The most fascinating pop star of 1984 titillated fans by exploiting his sexually and racially ambiguous persona — and it wasn’t Michael Jackson. The real thriller that year was a 5’4” 26-year-old dynamo from Minneapolis named Prince Rogers Nelson. When his first film, Purple Rain, premiered on July 26, 1984, Prince was catapulted from cult fave to pop royalty. The movie, shot mostly with first-time actors for $7 million, grossed more than $65 million and won an Oscar for Best Original Song Score; its soundtrack has sold more than 10 million copies.
True, Purple Rain wasn’t much as drama — a Complex Kid claws his way to the top of the local music scene, embraces his dysfunctional family, and snags the Luscious Babe — and critics’ responses were mixed. But audiences loved its star’s sexually charged performance.
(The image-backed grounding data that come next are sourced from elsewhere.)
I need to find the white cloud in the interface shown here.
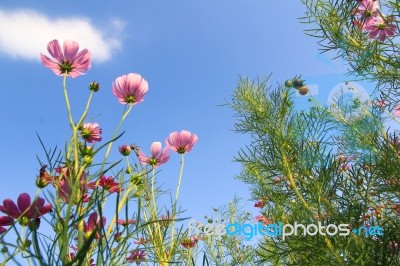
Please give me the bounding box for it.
[0,9,124,62]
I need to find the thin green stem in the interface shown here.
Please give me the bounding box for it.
[170,153,185,253]
[62,74,74,130]
[151,168,157,216]
[77,91,94,127]
[102,104,133,167]
[175,154,185,203]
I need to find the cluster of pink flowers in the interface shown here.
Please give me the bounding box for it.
[36,39,200,264]
[41,39,151,109]
[354,0,397,41]
[125,130,198,168]
[38,166,123,205]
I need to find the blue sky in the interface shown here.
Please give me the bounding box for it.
[0,1,371,225]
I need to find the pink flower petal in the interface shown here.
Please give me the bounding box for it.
[17,193,31,214]
[151,142,162,157]
[0,199,20,218]
[47,39,63,60]
[63,40,80,61]
[138,149,149,165]
[0,216,14,226]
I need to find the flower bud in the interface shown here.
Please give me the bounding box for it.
[83,155,93,165]
[284,79,293,88]
[19,217,30,227]
[28,218,41,231]
[80,145,94,157]
[89,81,100,92]
[297,86,309,95]
[292,78,304,88]
[114,232,123,242]
[119,145,132,156]
[36,165,51,188]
Even though he toned down his act for the film, trading his bikini briefs and trench coat for Edwardian finery, he was a magnetic screen presence, prancing, posing, and tossing off dazzling guitar solos.
Prince never looked back. He went on to do more for funk than anyone since George Clinton and has earned 11 platinum albums to date. In 1992, His Royal Badness signed a $100 million deal with Warner Bros. Records; seven months later, he announced ”Prince” was retiring from studio recording, having stockpiled a reported 500 songs. He is now working on multimedia projects under an unpronounceable name.
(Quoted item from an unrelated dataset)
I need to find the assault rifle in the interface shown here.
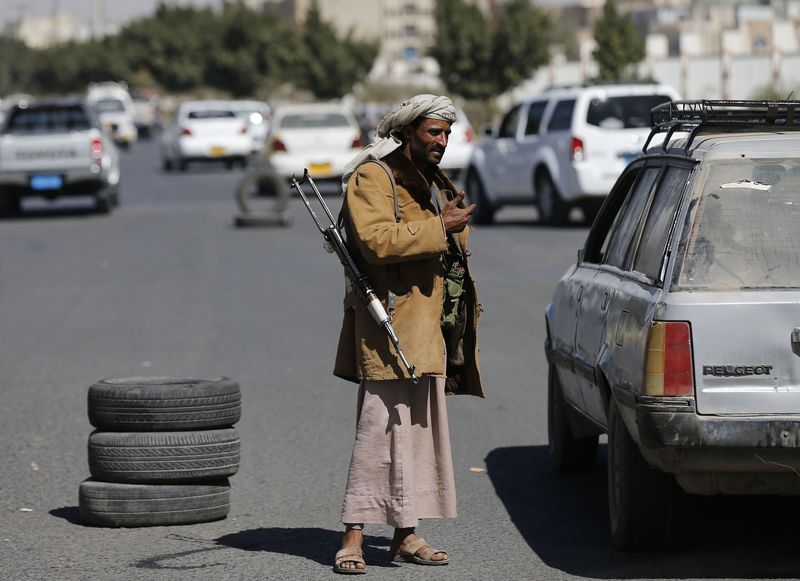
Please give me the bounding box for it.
[291,169,419,384]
But after Purple Rain there was no deluge for most of its cast. Prince’s film career yielded little but pain, notably the 1986 bomb Under the Cherry Moon and 1990’s Graffiti Bridge. Morris Day, lead singer of the Time, played the leader of a rival band and nearly stole Rain with his comic mugging, but he never mounted a serious movie career. Prince’s protegee/girlfriend Vanity, slated to costar, dropped out just before shooting began, supposedly due to personal and financial disputes; now a born-again Christian, she has acted on TV and in films. Her replacement, 21-year-old Patty Apollonia Kotero, landed a role on TV’s Falcon Crest in 1985, made two unsuccessful albums, and appeared in such B films as 1990’s Back to Back. Currently, she is preparing for a new movie and a new album.
In the end, [Prince] (whose EP The Beautiful Experience is out now) is the one Rain grad who really made a name for himself — whatever it may be.
July 26, 1984
Prince’s ”When Doves Cry” ruled the singles charts; Helen Hooven Santmyer’s 1,348-page And Ladies of the Club was a huge best-seller. The Summer Olympics heated up TV tubes, and moviegoers called Ghostbusters.